Hi
How can I find continuously occured events?
e.g
1- I have field that call "response time"
if some times show "response time" is high not issue but if it continuously occured it's not normal. (couple of milisecond, seconds or minutes )
2-I have "error code" field
error code 404 is normal but if continuously occured, means something is wrong. (couple of milisecond, seconds or minutes )
FYI: this is huge log, consider that performance is a important factor.
Any idea?
Thanks,
It seems that you're trying to do some service monitoring.
There is an app for it and it's called ITSI 😉
But to solve your problem we should define what you call "conitnuously".
I'd approach it by doing a timechart of 404 or long request ratio against all requests and check if the ratio exceeds some threshold. This might not be exactly what you specified, but I think it's a relatively good way to monitor errors.
Of course you could try to approach your specs literarily and check for a continuous stream of long or erroneous requests (for example with transaction) but it won't be either practical nor effective.

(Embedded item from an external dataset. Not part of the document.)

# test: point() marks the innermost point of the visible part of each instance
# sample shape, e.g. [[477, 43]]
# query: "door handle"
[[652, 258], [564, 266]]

so what is the best way to do this?
as I mention this is huge log file(it's not realtime) , and i'm looking for logical way to do this.
Any other idea?
Thanks
As I said, I'd do something like
<your search> | timechart span=1m count(eval(code="404")) as errors count as allreqs | eval ratio=errors/allreqsAnd see if in any of your periods the ratio exceeds, for example, 20%.
If the data set is huge, you might want to accelerate the report.
Or, even better, if you have the data aligned with the Web CIM model, you can accelerate the datamodel (if you don't have it accelerated already) and search from the datamodel, not from the original raw data.
as I mention (second, milisecond) are important. your span set to the minute. and definately if I change it to second it has huge impact. take long time to cmplete and could not loud on visualize chart.
As I wrote before - accelerate your report, use accelerated datamodel.
But still, if you want a near-realtime response... well, you chose a wrong tool. If you have huge amounts of data to process, whatever search you make, you still have to scan all those events this way or another.
BTW, aggregating on second or millisecond level to seems pointless, but who am I to judge.